DIAMOND-BACKED TERRAPINS

      During the full moon each May, many, many thousands of horseshoe crabs come ashore on sandy beaches in backwaters off the Atlantic Ocean, including Delaware and Chesapeake Bays, to spawn billions of eggs in the sand.  Meanwhile, hundreds of thousands of north-bound shorebirds halt their migrations to gorge on that tremendous bounty of horseshoe crab eggs.  And several diamond-backed terrapins come close to those same beaches, perhaps to see what the excitement is about.  One can see the turtles poking their heads out of the brackish water so they can breathe and look around. 

     Amusingly, several of those terrapins climb on the horseshoe crabs in the shallows.  Being devout sun-bathers, those turtles are there to bask in the sunlight, which kills skin parasites and warms the cold-blooded turtles enough so they can hunt food.  

     Diamond-backed terrapins are the only North American turtles that live in brackish harbors, estuaries and saltmarsh channels along the Atlantic and Gulf Coasts of the United States.  There they consume snails, mussels, clams, marine worms, crustaceans and fish.  In turn, some of their eggs are eaten by striped skunks and raccoons that dig them up.  And some newly-hatched diamond-backs are consumed by gulls, herons, rails, skunks, coons, mink and other saltmarsh predators. 

     Terrapins are a handsome species, in a camouflaged way.  The upper shells of adult females are up to ten inches long.  Adult males are smaller.  And all terrapins, young and older, are light-gray all over, with dark circles on their upper shells and black dots on their heads, necks and legs. 

     Interestingly, the top shells of all species of turtles are their backbones and ribs all grown together.  Their bottom shells are their greatly enlarged sternum bones. 

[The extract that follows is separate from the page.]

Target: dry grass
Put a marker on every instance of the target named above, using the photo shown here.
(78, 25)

     I've seen many terrapins in the Chesapeake and Delaware Canal in Delaware and Maryland, the Wetlands Institute Saltmarsh Refuge at Stone Harbor New Jersey and at the Misipilion Refuge along Delaware Bay in Delaware.  Workers at the Wetlands Institute examine female terrapins killed on roads for eggs in them that are still viable.  Those turtles were crossing roads from salt marshes to find sandy soil suitable for laying their eggs.  But, instead, they found death.  However, some of the eggs in those killed female terrapins are still intact.  They are taken from the dead females, incubated at a higher temperature to produce female hatchlings, and fed and sheltered at the Institute until they are big enough to avoid most predators.  Then they are released into the Wetlands Institute's saltmarsh to finish growing up and reproducing.  

     Female terrapins, like all female turtles, use their back legs to dig holes in sand or loose soil.  Their sharp claws make short work of the digging.  And when the nursery is ready, each female turtle drops her eggs into it and covers them with sand or soil with her hind legs.

     Diamond-backed terrapins are attractive, interesting turtles of brackish water.  They are exciting to see in ocean backwaters.